Sekitar 60% penduduk yang berusia kurang dari 21 tahun buta huruf atau semi
buta huruf, sebagian besar hanya mendapatkan pendidikan tingkat dasar. Kurangnya
pekerjaan juga menjadi masalah utama dan mengarah keperilaku sosial yang tidak sehat
seperti alkoholisme, penyalahgunaan obat-obatan, dan kriminalitas. Sekitar 80%
penduduknya terinfeksi atau terkena dampak AIDS (Funke, 2008).
Slum Tourism
Slum tourism bertujuan untuk membuka peluang bagi kaum miskin untuk
memperoleh keuntungan secara ekonomi, memberikan mata pencaharian, dan
berpartisipasi dalam mengambil keputusan (Ashley, Roe, and Goodwin, 2001). Slum
tourism juga dapat membantu menggerser fokus pariwisata dari wisata yang berbasis
lingkungan dan wisata berbasis alam liar menjadi berfokus kepada wisata pengentasan
kemiskinan yang akan lebih bermanfaat bagi penduduk miskin dan memiliki dampak
yang lebih kecil terhadap lingkungan. Menurut Rolfers (2009), slum tourism
dikembangkan di negara berkembang pada pertengahan 1990-an. Pokok terpenting dari
wisata ini adalah untuk mengunjungi daerah paling tertinggal di dalam kota.
Sekarang ini, banyak biro wisata profesional yang menjalankan dan memasarkan
wisata ke daerah kumuh.

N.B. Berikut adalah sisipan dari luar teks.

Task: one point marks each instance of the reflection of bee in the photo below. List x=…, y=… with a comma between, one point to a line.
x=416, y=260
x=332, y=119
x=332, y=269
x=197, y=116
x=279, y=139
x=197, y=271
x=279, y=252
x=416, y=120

Slum tourism memiliki banyak objek pilihan seperti
Johannesburg dan Cape Town di Afrika Selatan, Calcutta, Mumbai, dan Delhi di India,
dan Rio de Janeiro di Brazil. Biasanya wisata ini memfokuskan untuk menarik wisatawan
asing untuk datang. Diperkirakan 40.000 turis berkunjung di kawasan kumuh De Janeiro
tiap tahunnya, sedangkan di Cape Town sekitar 300.000 (Rolfes, 2009).
Slum Tourism di Kibera
Kibera merupakan permukiman kumuh yang paling banyak dikunjungi di Kenya
(Asudi, 2008). Menurut Mowforth (2008), tujuan dari pengadaan wisata ini adalah untuk
mengurangi permukiman kumuh di Kenya dalam jangka panjang dengan cara
melibatkan masyarakat miskin untuk berpartisipasi secara lebih efektif untuk
mengembangkan pariwisata di Kenya, secara jangka pendek kegiatan ini memberikan
keuntungan finansial untuk masyarakat permukiman kumuh.
Menurut penelitian yang dilakukan, responden dari Kenya Tourism Board (KTB)
menyimpulkan hal yang menarik turis datang berkunjung adalah untuk melihat
kehidupan sehari-hari masyarakat penghuni permukiman kumuh Kibera dan untuk
mengambil foto. Sedangkan responden dari pegawasi Victoria Safaris dan penduduk
Kibera menyimpulkan bahwa turis tertarik akan hiburan yang disuguhkan oleh penduduk
(tarian, nyanyian, drama, dan film) dan mengambil foto-foto.